16. Februar 2011 Leipziger Volkszeitung

Döllnitzbahn kämpft ums Überleben

Forderung nach separater Förderung für einzige Schmalspurbahn in Nordsachsen

Mügeln/Oschatz (red). Heute treffen sich die Mitglieder des Zweckverbandes Nahverkehrsraum Leipzig (ZVNL). Der Verein zur Förderung Sächsischer Schmalspurbahnen (VSSB) hat das zum Anlass genommen, an alle Mitglieder der Gremien zu appellieren, die Schmalspurbahn zwischen Oschatz und Glossen weiter im Rahmen des Nahverkehrs-Budgets zu finanzieren. Es ist die einzige Schmalspurbahn im Landkreis Nordsachsen. Sie gilt als touristische Attraktion, befördert aber auch Schulkinder und andere Zugreisende im Linienverkehr.

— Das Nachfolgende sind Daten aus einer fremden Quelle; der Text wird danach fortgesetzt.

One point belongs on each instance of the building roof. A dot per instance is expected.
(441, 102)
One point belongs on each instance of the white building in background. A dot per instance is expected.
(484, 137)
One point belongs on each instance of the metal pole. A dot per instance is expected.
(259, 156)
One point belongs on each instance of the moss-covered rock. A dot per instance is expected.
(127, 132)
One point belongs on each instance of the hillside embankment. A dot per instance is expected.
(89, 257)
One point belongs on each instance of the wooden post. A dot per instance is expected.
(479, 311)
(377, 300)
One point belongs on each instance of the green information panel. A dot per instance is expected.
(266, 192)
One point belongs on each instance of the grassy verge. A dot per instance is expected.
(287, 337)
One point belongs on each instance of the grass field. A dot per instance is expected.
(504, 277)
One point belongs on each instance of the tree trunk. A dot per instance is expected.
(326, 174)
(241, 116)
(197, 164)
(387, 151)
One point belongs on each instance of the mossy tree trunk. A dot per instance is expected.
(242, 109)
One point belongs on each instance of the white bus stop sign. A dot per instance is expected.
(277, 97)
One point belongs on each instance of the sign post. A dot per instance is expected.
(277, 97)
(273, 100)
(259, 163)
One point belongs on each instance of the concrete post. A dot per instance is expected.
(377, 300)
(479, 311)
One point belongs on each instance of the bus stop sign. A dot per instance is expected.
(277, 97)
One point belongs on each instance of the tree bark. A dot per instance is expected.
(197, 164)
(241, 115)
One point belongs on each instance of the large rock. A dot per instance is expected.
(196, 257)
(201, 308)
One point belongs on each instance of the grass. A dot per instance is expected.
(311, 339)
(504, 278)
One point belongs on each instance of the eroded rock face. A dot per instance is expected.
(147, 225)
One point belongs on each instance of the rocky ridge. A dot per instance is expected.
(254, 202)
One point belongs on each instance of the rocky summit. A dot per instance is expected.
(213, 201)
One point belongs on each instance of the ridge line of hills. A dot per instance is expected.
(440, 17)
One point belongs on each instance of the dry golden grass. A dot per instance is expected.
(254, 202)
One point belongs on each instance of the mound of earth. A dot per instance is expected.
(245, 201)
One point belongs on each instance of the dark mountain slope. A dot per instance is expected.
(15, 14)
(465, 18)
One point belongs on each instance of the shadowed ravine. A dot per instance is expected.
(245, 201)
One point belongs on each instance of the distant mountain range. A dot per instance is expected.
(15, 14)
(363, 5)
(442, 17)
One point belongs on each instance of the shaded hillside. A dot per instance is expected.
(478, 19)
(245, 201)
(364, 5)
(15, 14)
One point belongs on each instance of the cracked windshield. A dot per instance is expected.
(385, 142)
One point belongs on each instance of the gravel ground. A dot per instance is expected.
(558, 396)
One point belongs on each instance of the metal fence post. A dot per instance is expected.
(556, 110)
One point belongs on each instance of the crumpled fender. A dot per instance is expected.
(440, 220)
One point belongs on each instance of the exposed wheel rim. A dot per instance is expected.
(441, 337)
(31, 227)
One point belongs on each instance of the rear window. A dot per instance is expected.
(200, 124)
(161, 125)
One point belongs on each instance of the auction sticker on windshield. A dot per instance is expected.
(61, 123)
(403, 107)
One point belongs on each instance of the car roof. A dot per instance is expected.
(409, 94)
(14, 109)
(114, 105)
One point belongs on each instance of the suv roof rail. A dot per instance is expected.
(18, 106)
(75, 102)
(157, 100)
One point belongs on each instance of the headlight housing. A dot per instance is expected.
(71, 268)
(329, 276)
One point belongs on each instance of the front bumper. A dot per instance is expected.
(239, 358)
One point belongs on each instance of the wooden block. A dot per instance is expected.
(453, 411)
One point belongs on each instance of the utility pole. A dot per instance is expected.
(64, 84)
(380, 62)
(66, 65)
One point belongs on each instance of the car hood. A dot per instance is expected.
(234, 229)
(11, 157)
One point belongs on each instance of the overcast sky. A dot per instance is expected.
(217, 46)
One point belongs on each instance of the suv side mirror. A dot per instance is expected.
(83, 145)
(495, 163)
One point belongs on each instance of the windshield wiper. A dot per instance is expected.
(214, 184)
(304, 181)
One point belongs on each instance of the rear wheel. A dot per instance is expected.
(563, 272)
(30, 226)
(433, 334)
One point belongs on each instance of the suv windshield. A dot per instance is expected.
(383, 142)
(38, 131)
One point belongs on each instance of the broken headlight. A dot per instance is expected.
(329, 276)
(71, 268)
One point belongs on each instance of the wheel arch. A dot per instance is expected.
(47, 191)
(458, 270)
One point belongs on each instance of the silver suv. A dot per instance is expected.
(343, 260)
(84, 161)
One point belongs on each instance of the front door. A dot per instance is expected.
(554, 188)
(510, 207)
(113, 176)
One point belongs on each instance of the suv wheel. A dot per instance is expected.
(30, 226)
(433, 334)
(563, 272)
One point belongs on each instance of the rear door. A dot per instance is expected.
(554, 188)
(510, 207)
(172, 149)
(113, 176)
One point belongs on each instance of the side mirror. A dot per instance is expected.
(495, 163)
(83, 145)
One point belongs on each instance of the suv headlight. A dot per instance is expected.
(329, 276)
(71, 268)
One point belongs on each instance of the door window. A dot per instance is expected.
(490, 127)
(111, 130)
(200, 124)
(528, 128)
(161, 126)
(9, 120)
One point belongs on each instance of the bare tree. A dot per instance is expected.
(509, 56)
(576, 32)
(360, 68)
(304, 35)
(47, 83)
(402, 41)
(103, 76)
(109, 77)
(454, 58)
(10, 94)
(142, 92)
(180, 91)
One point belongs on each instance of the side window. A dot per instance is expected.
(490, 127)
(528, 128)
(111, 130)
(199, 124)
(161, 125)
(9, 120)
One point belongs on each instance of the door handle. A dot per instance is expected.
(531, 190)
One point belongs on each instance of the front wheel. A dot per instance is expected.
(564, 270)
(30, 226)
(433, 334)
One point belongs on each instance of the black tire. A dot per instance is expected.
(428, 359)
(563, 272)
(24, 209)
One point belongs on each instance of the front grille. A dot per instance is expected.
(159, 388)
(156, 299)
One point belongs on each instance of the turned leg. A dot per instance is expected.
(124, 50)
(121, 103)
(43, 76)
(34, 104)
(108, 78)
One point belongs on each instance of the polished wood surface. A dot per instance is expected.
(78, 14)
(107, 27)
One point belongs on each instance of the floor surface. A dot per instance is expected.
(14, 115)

"Der VSSB lehnt die drohende Abbestellung des Personennahverkehrs ab. Sachsen besteht nicht nur aus den großen Städten, sondern auch aus kleineren Städten und dem ländlichen Raum - hier ist ein fairer Interessenausgleich gefordert. Für die Döllnitzbahn muss das heißen, dass sie die eine Millionen Euro auch tatsächlich bekommt, die der Freistaat dem ZVNL auszahlt. Wenn jetzt mit dem Stimmengewicht der Stadt Leipzig im alleinigen Eigeninteresse entschieden werden sollte, dann gehört gleichermaßen die Forderung auf den Tisch, die Struktur der Verteilung der öffentlichen Mittel grundsätzlich zu hinterfragen", heißt es in dem Memorandum. Dass eine dauerhafte Lösung für die Schmalspurbahnen gefunden werden muss, die im Landtag 2006 über alle Fraktionen hinweg im Sinne eines besonderen Kulturgutes als besonders schutz- und förderungswürdig bezeichnet wurden, wird angesichts der aktuellen Debatte umso dringlicher. Wesentlich für den Personennahverkehr sind die Finanzierung der Schmalspurbahnen und die Wirtschaftlichkeit des Betriebs.

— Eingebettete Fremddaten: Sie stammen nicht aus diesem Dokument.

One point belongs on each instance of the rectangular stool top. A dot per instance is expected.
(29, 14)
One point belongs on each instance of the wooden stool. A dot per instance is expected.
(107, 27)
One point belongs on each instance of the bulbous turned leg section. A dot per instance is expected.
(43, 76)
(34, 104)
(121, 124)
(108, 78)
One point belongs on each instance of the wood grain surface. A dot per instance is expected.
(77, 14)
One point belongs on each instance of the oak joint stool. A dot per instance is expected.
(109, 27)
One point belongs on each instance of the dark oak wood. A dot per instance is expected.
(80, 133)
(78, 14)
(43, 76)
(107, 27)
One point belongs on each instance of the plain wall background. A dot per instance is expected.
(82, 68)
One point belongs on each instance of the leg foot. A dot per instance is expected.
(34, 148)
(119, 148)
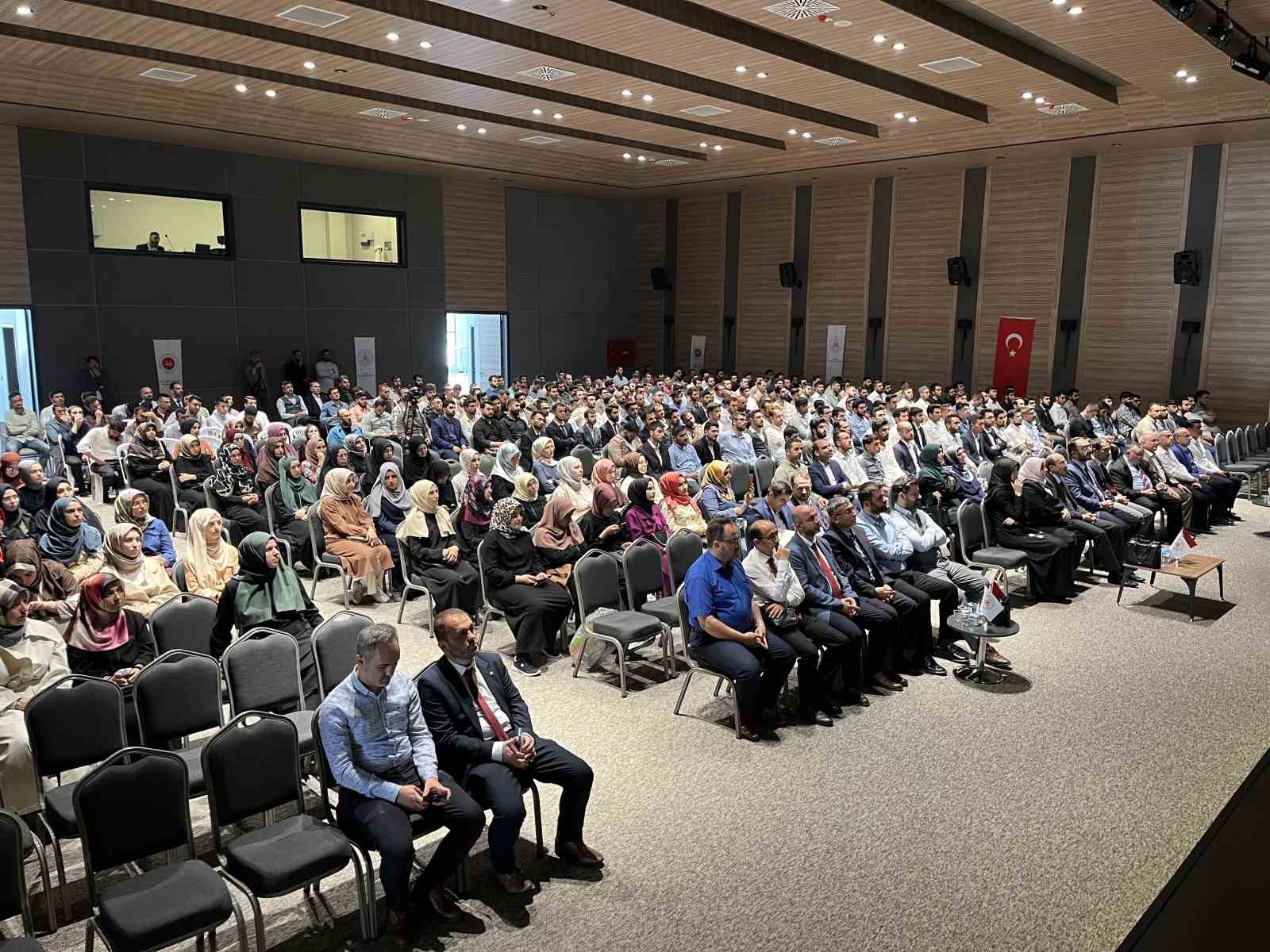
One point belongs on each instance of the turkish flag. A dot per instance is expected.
(1014, 353)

Der VSSB bekräftigt in diesem Zusammenhang die Forderung nach einer direkten Finanzierung der Schmalspurbahnen durch den Freistaat, ohne Zwischenebenen wie die Zweckverbände. Dann zeigt sich für Parlament und Steuerzahler, wo das Geld letztlich hinfließt und wie viel davon vor Ort ankommt.

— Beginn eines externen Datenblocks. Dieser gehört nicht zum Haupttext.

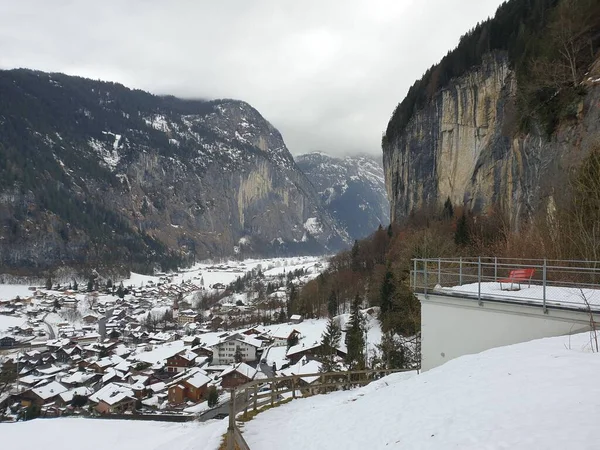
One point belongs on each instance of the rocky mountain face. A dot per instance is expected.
(351, 188)
(93, 173)
(463, 145)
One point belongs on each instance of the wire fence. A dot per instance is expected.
(548, 283)
(269, 392)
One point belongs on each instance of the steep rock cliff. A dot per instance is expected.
(94, 173)
(464, 145)
(352, 189)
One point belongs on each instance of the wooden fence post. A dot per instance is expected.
(231, 427)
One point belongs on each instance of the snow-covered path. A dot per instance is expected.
(81, 433)
(541, 394)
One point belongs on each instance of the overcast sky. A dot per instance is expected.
(327, 74)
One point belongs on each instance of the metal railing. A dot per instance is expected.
(555, 283)
(270, 392)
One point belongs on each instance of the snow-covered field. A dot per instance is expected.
(541, 394)
(10, 321)
(11, 291)
(555, 295)
(227, 272)
(78, 433)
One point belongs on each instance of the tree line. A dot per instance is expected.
(550, 45)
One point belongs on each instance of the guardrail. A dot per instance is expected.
(270, 392)
(572, 284)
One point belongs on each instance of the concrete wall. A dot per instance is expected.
(454, 326)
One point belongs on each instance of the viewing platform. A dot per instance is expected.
(472, 304)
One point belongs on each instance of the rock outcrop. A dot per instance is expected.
(95, 173)
(352, 189)
(464, 145)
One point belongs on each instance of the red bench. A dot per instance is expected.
(517, 276)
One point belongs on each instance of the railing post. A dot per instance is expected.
(544, 286)
(231, 427)
(495, 268)
(415, 274)
(425, 274)
(479, 280)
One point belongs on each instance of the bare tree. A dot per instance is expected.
(593, 330)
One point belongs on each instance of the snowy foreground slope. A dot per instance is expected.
(542, 394)
(79, 433)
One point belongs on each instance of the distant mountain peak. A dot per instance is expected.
(351, 187)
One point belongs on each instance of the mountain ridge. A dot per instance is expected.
(94, 173)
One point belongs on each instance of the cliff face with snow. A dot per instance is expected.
(464, 145)
(95, 173)
(352, 189)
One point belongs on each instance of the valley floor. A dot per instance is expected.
(78, 433)
(540, 394)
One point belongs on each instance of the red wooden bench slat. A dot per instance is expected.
(517, 275)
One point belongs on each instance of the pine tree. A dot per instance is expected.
(292, 299)
(355, 339)
(332, 304)
(213, 397)
(393, 353)
(448, 212)
(292, 340)
(386, 296)
(238, 357)
(462, 235)
(149, 322)
(355, 263)
(282, 316)
(330, 340)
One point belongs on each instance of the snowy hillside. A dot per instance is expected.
(541, 394)
(351, 188)
(74, 434)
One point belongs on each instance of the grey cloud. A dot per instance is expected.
(328, 74)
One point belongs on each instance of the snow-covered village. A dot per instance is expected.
(363, 224)
(165, 344)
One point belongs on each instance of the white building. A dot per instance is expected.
(225, 350)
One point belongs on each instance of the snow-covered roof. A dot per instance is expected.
(111, 394)
(241, 368)
(67, 396)
(304, 366)
(302, 347)
(198, 379)
(49, 390)
(78, 377)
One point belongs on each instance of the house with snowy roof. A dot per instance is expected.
(43, 395)
(282, 335)
(236, 375)
(114, 398)
(181, 361)
(297, 352)
(224, 351)
(193, 386)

Mit der drohenden Entscheidung im ZVNL gegen die Döllnitzbahn werde das Thema prekärer. Der VSSB weist die Staatsregierung darauf hin, diese fatale Entwicklung nicht zuzulassen und zu handeln, um die in der Kooperationsvereinbarung getroffenen Ziele für einen leistungsfähigen öffentlichen Personennahverkehr und Schienennahverkehr umzusetzen.